Selasa 30 Jul 2019 22:10 WIB

Perhimpunan Petani Kelapa Keluhkan Minimnya Serapan Industri

Perpekindo juga mempertanyakan kebutuhan pasti kelapa oleh industri.

Rep: Imas Damayanti/ Red: Yudha Manggala P Putra
Buah kelapa.
Foto: www.m.serambinews.com
Buah kelapa.

REPUBLIKA.CO.ID, JAKARTA -- Petani kelapa mengeluhkan minimnya penyerapan oleh sektor industri. Di sisi lain, petani juga mengeluhkan masih minimnya harga beli kelapa di rata-rata Rp 1.100 per buah.

Sekretaris Umum Perhimpunan Petani Kelapa Indonesia (Perpekindo) Muhammad Idrawis mempertanyakan kebutuhan pasti kelapa oleh industri. Sebab menurut dia, dari 1,5 miliar produksi buah kelapa yang per tahun, belum ada data pasti berapa kebutuhan kelapa industri. Dia juga menyayangkan serapan industri yang masih minim.

“Katakanlah harga kelapanya murah, nggak masalah. Yang penting di kami itu ada penyerapan,” kata Idrawis, di Menara Kadin, Jakarta, Selasa (30/7).

Dia menjelaskan, apabila terdapat kepastian penyerapan kelapa yang baik, para petani dapat melangsungkan produksinya secara berkelanjutan. Namun yang terjadi akibat minimnya penyerapan itu, kata dia, mayoritas produksi kelapa yang ada akhirnya diekspor dalam bentuk mentah alias bulat.

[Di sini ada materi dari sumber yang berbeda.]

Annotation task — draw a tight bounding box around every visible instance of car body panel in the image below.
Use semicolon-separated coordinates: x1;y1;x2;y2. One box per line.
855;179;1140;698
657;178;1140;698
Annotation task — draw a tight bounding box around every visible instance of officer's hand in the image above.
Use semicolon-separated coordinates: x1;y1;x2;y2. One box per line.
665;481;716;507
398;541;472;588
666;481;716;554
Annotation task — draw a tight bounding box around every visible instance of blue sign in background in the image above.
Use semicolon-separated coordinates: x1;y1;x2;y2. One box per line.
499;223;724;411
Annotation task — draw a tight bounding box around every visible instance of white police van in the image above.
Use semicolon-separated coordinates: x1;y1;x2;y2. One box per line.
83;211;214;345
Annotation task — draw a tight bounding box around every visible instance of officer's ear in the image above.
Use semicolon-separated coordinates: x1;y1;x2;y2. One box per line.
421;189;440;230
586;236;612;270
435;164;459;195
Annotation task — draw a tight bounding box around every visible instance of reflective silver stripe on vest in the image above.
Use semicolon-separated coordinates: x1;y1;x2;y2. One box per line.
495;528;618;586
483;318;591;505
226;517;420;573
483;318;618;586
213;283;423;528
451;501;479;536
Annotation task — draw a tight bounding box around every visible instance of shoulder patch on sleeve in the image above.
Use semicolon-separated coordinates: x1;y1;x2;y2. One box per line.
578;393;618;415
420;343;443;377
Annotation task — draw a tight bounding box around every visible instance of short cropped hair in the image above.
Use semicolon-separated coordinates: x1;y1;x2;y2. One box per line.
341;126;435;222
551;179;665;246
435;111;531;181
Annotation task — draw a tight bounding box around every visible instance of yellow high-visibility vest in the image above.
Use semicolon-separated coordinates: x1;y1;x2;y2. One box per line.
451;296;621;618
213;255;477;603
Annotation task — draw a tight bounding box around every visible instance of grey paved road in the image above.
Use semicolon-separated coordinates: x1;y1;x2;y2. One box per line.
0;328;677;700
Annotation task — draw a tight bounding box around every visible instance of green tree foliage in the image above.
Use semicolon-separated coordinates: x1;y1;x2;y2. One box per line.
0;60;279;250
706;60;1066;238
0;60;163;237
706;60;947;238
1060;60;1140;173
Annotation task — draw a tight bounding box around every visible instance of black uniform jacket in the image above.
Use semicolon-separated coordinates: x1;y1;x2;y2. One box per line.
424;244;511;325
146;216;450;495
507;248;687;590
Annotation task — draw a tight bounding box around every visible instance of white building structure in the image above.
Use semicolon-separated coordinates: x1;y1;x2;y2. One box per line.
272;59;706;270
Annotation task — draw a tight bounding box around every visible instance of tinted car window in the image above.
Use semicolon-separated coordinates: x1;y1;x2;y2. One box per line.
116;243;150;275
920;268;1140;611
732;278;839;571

Sedangkan jika memanfaatkan pengolahan di sektor industri, nilai tambah ekspor yang didapat negara bisa berkali-kali lipat. Dia mencontohkan, harga beli kelapa petani sebesar Rp 1.100 per buah dapat diolah menjadi beragam produk yang bernilai tambah seperti kecap, minyak kelapa, hingga bahan baku otomotif seperti jok mobil.

Dia menambahkan, harapan penyerapan ke industri bukan serta-merta bentuk persaingan dengan komoditas sawit. Alasannya, sawit merupakan komoditas yang lebih cocok dengan korporasi besar sedangkan kelapa sangat cocok dengan industri kecil dan menengah (IKM). Untuk itu dia berharap pemanfaatan kelapa ke sektor industri dapat diperluas ke IKM.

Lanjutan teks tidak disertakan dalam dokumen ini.